Research along this route tends to focus on two main directions: improving the variational family $\mathcal{Q}$ or developing better versions of the ELBO. More expressive families like normalizing flows can capture complex posterior geometries but come with higher computational costs. Importance Weighted ELBO derives a tighter bound on the log marginal likelihood, reducing the bias of SVI. Since SVI is fundamentally a minimization technique, it also benefits from optimization algorithms developed for deep learning. These improvements allow SVI to scale to extremely large datasets, however at the cost of some approximation quality. Furthermore, the mean-field assumption implies that the posterior uncertainty of SVI tends to be underestimated. This means that the credible intervals are too narrow and may not properly capture the true parameter values, something we show in Part 1 of this series.

Which one to use

Since our goal of this article is scaling, we will use SVI for future applications. As noted in Blei et al. (2016), “variational inference is suited to large data sets and scenarios where we want to quickly explore many models; MCMC is suited to smaller data sets and scenarios where we happily pay a heavier computational cost for more precise samples”. Papers applying SVI have shown significant speedups in inference (up to 3 orders of magnitude) when applied to multinomial logit models, astrophysics, and big data marketing.

Data Sharding

JAX is a Python library for accelerator-oriented array computation that combines NumPy’s familiar API with GPU/TPU acceleration and automatic differentiation. Under the hood, JAX uses both JIT and XLA to efficiently compile and optimize calculations. Key to this article is JAX’s ability to distribute data across multiple devices (data sharding), which enables parallel processing by splitting computation across hardware resources. In the context of our model, this means that we can partition our $X$ vector across devices to accelerate convergence of SVI. JAX also allows for replication, which duplicates the data across all devices. This is important for some parameters of our model (global elasticity, category elasticity, and subcategory-by-time fixed effect), which are information that could potentially be needed by all devices. For our price elasticity example, we will shard the indexes and data while replicating the coefficients.

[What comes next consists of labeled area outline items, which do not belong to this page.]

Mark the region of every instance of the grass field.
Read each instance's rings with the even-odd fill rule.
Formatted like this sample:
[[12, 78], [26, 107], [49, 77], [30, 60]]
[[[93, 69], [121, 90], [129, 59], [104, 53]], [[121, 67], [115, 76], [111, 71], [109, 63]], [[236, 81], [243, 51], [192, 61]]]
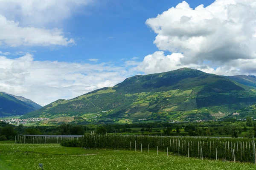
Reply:
[[255, 170], [249, 163], [201, 160], [156, 150], [85, 150], [58, 144], [0, 142], [0, 170]]

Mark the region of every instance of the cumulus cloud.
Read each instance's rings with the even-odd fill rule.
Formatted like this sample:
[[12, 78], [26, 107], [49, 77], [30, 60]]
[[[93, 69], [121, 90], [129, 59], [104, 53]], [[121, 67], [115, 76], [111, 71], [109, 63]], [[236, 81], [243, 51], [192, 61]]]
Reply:
[[66, 46], [75, 42], [73, 39], [65, 37], [62, 31], [58, 29], [22, 27], [19, 26], [18, 23], [8, 20], [0, 14], [0, 46]]
[[0, 91], [20, 95], [43, 105], [113, 86], [133, 71], [108, 63], [36, 61], [27, 54], [11, 59], [0, 56]]
[[88, 61], [94, 61], [94, 62], [97, 62], [98, 60], [99, 60], [98, 59], [88, 59]]
[[52, 26], [61, 26], [64, 20], [70, 17], [80, 7], [92, 2], [0, 0], [0, 47], [73, 44], [73, 39], [67, 37], [61, 29]]
[[216, 0], [195, 9], [183, 1], [145, 23], [157, 34], [154, 44], [173, 53], [166, 56], [157, 51], [145, 57], [138, 66], [142, 71], [188, 66], [219, 74], [256, 72], [254, 0]]
[[92, 0], [0, 0], [0, 13], [22, 26], [44, 26], [69, 18]]

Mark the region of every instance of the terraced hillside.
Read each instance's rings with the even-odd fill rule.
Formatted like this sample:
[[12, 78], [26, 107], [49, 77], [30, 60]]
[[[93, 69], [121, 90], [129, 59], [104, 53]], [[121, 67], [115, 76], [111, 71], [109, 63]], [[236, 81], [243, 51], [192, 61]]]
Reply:
[[75, 116], [100, 121], [215, 119], [256, 103], [256, 90], [251, 86], [228, 77], [183, 68], [130, 77], [114, 87], [57, 100], [23, 118]]

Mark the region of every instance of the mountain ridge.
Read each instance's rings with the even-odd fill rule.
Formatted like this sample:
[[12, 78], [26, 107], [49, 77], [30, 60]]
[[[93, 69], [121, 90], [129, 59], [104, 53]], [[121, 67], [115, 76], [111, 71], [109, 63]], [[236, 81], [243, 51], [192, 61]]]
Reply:
[[113, 87], [57, 100], [23, 117], [78, 116], [103, 121], [215, 119], [254, 103], [256, 90], [251, 86], [227, 76], [183, 68], [129, 77]]
[[23, 97], [0, 92], [0, 116], [23, 115], [41, 107]]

One last point to note is that the leading dimension of sharded arrays in JAX must be divisible by the number of devices in the system. For a 2D array, this means that number of rows must be divisible by the number of devices. Therefore we must write a custom helper function to pad the arrays that we feed into our demand function, otherwise we will receive an error. This computation also must be completed outside the model, otherwise every single iteration of SVI will repeat the padding and slow down the computation. Therefore, instead of passing our DataFrame directly into the model, we will pre-compute all required transformations outside and feed that into the model.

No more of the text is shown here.